Opinion No. 95-14
September 13, 1995
TOPIC: Judge accepting gift in return for performing wedding ceremony.
DIGEST: A judge may not accept a fee, gift, gratuity, or compensation of any
kind, for solemnizing a marriage.
REFERENCES: Illinois Supreme Court Rule 40 (87 Ill.2d R.40); In Re
Associate Judge Lewis V. Morgan, Jr., 2 Ill. Cts. Com. 75 (1985); In Re Associate
Judge Duane G. Walter, 2 Ill. Cts. Com. 83 (1985); Illinois Constitution 1970, Art.
VI, Sec. 14; Illinois Supreme Court Rule 66 of the Code of Judicial Conduct,
Canon 6 (145 Ill.2d R.66).
FACTS
A judge is asked by a friend to officiate at the friend's wedding. The
wedding is scheduled for a Saturday at a local country club. The neighbor offers
to pay the judge a sum of money for solemnizing the marriage. When the judge
declines payment, the friend responds that instead of paying the judge, he will
purchase a gift for the judge.
QUESTION
May a judge accept a non-monetary gift for solemnizing a friend's wedding
where the wedding will be held outside normal working hours and at a location
other than the courthouse?
OPINION
A judge may not accept a fee, gift, gratuity, or compensation of any kind,
for solemnizing a marriage regardless of the judge's relationship with the persons
to be married, and regardless of the time and place of the ceremony.
Illinois Supreme Court Rule 40 provides for fees in connection with
wedding ceremonies as follows:
(b) Clerk - Fee. The chief judge may set a fee to be collected by the clerk in
an amount not to exceed $ 10 for each marriage performed. No additional fee or
gratuity will be solicited or accepted. (Emphasis added)
(c) Trust Account. The fees received shall be deposited in a bank account
in the name of the "Marriage Fund of the Circuit Court of _____County."
Rule 40 simply does not permit the acceptance of a monetary or
non-monetary fee or gift in addition to the $10.00 fee authorized by the Rule.
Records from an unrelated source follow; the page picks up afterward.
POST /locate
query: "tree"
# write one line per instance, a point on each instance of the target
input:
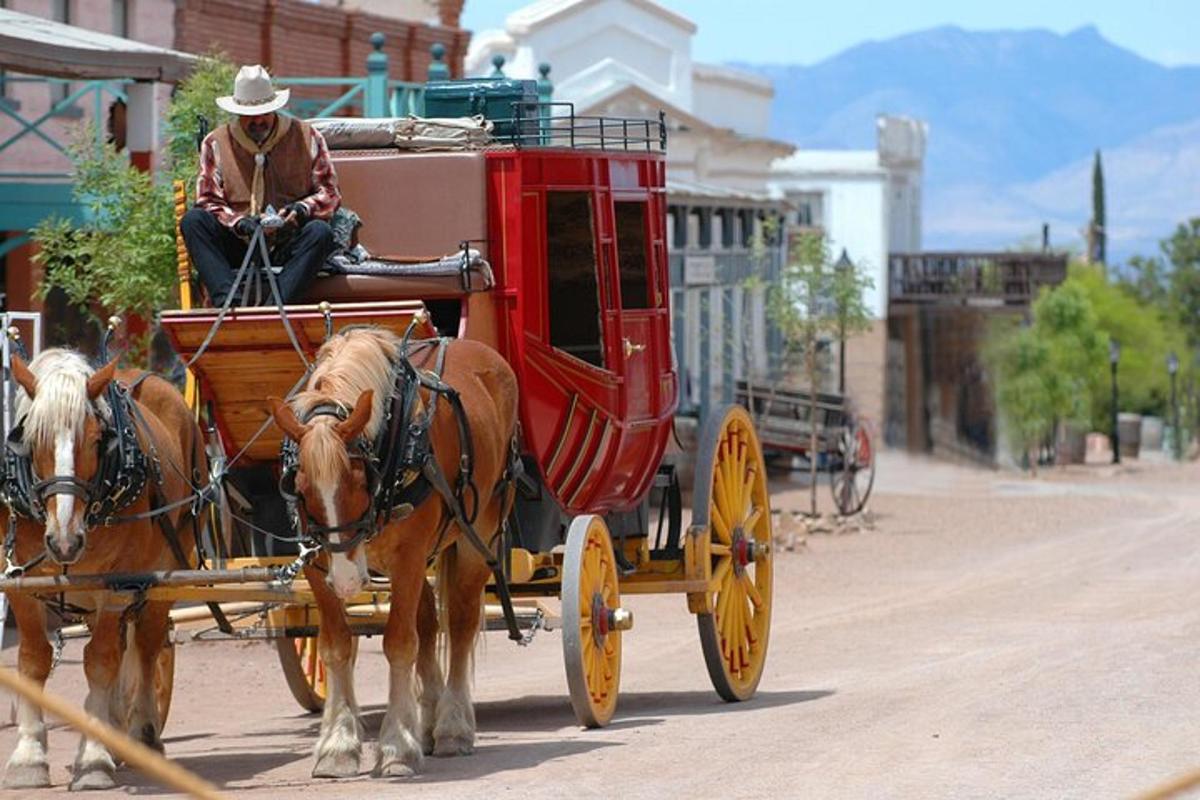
(1045, 370)
(815, 301)
(121, 257)
(1097, 232)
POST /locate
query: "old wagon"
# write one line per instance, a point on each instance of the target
(547, 244)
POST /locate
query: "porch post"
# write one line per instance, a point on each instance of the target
(142, 125)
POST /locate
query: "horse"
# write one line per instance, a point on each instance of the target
(341, 410)
(72, 420)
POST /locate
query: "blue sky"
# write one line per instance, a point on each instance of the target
(798, 31)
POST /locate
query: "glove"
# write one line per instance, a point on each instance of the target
(300, 210)
(246, 227)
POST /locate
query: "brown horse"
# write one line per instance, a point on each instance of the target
(66, 420)
(354, 371)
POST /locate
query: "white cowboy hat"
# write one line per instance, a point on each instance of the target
(253, 94)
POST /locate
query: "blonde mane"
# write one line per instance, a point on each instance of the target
(347, 365)
(61, 398)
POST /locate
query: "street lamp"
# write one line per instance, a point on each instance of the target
(1173, 367)
(1114, 356)
(843, 266)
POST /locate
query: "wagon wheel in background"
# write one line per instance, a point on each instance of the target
(163, 683)
(853, 469)
(305, 669)
(732, 501)
(592, 621)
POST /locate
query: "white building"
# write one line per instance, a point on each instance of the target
(867, 202)
(633, 58)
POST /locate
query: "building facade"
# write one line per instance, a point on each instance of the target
(292, 37)
(868, 205)
(633, 58)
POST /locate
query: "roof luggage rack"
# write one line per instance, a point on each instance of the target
(557, 125)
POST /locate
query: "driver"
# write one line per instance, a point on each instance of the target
(261, 160)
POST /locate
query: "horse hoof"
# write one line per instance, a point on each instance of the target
(336, 765)
(91, 780)
(395, 769)
(149, 737)
(451, 746)
(27, 776)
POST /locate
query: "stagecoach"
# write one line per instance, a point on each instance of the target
(549, 244)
See
In Re Morgan, 2 Ill. Cts. Com. 75, 79 (1985) and In Re Walter, 2 Ill. Cts. Com. 83,
90 (1985). In addition, the authorized fee must be collected by the clerk and
deposited into the marriage fund bank account. See In Re Morgan, supra, and In
Re Walter, supra.
Further, by accepting a gift a judge would be improperly receiving
"compensation for services in addition to the judge's salary but not provided by
law". In Re Morgan, supra, at p. 82; Ill. Const. 1970, Art. VI, Sec. 14 (judges
shall receive salaries provided by law); Illinois Supreme Court Rule 66 (judge
may not receive compensation for law related and extra judicial activities
permitted by the Code). Indeed, Rule 66 defines "compensation" to include a sum
of money or other thing of value paid by a person or entity to a judge for services
provided or performed. (Emphasis added)
Finally, Supreme Court Rule 65C(4)(c), which permits a judge to accept
gifts from donors whose interests have not come and are unlikely to come before
the judge, does not allow a judge to accept a gift for performing a wedding. Rule
65C(4)(c) is inapplicable for two reasons. First, the interests of the donor will
come before the judge in the context of the marriage. Second, Rule 65C(4)(c), is
not applicable where, as here, the "gift" is given in return for an act performed by
the judge in the judge's official capacity.
In summary, accepting a fee, gift, gratuity, or compensation of any kind for
solemnizing a marriage violates Supreme Court Rules 40 and 66 and Article VI,
Sec. 14 of the 1970 Illinois Constitution. The gifts permitted under Supreme
Court Rule 65 do not include gifts in return for performing wedding ceremonies.